If those shops change ownership, however, the new owners would not be able to sell dogs or cats from breeders.

This legislation is necessary because of the low standards and poor oversight at the USDA, which does not have the resources to properly police breeders and often allows for repeat and escalating violations of the Animal Welfare Act.

As a result, breeding animals are kept in poor conditions for years, suffering out of sight from the people who buy their cute offspring.


L.D. 335 is not perfect, but it is a step in the right direction. Gov. Paul LePage should sign this bill into law, so Maine is no longer a part of this immoral pipeline. If he vetoes the bill, the Legislature should overturn, and send a message that Maine is not open for business from puppy mills.

THUMBS DOWN to the U.S. senators who earlier this month voted against veteran spousal benefits for same-sex couples.

Most federal agencies, including the Department of Defense, recognize legally married same-sex couples now, following a decision by the Supreme Court in 2013 that struck down the Defense of Marriage Act.

But a provision in the regulation of veterans benefits means that same-sex couples are only recognized as legally married in states that allow same-sex marriage.

An amendment in the 2016 National Defense Authorization Act would have changed that, ensuring that same-sex couples receive their well-earned veterans benefits regardless of where they live.

Fifty-three senators, including Maine Sen.

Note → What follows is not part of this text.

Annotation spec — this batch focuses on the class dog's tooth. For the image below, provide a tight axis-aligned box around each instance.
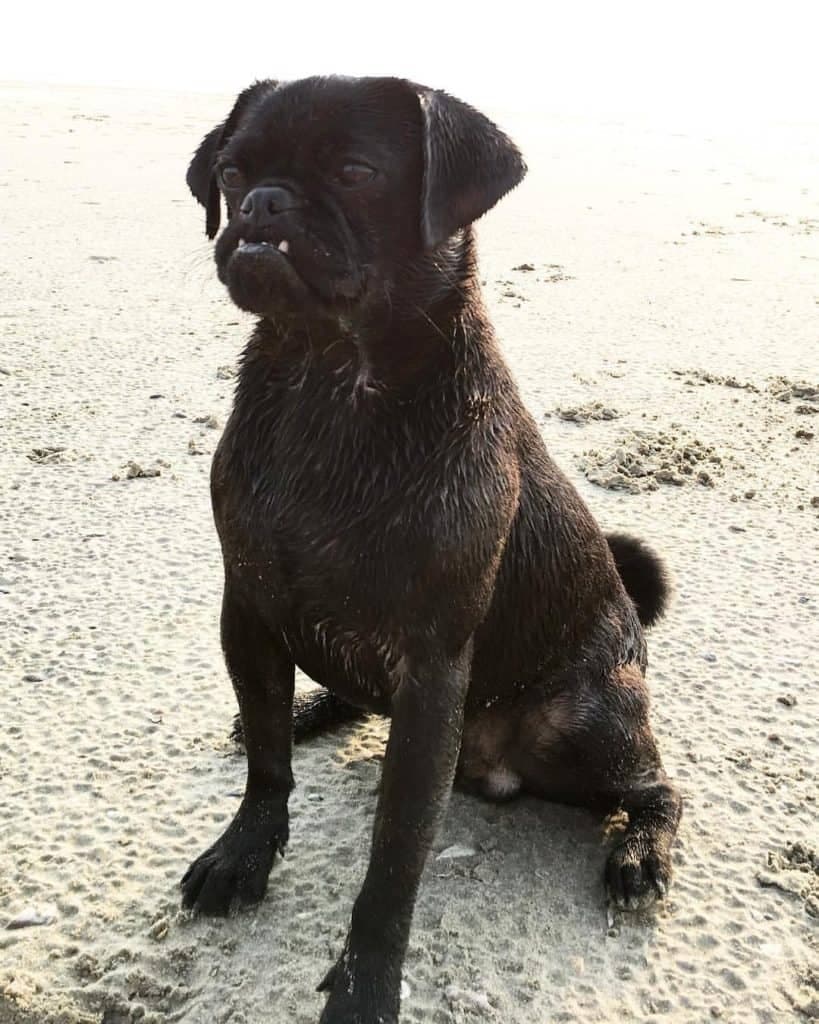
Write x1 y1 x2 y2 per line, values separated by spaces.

Susan Collins and seven other Republicans, voted in favor of the measure, but it needed 60 votes to pass.

The vote came less than a week after Memorial Day, when many, if not all, of those 47 senators who voted against it were no doubt taking part in commemorations honoring those who have given their lives in service of the country.

But all that is empty rhetoric, apparently, as they hide behind “state’s rights” as a way to justify keeping some veterans from getting the benefits they deserve.

The Supreme Court will likely remedy this situation when, and if, it votes to make same-sex marriage legal in all 50 states. But any delay is too long for veterans who are now being treated as second-class citizens.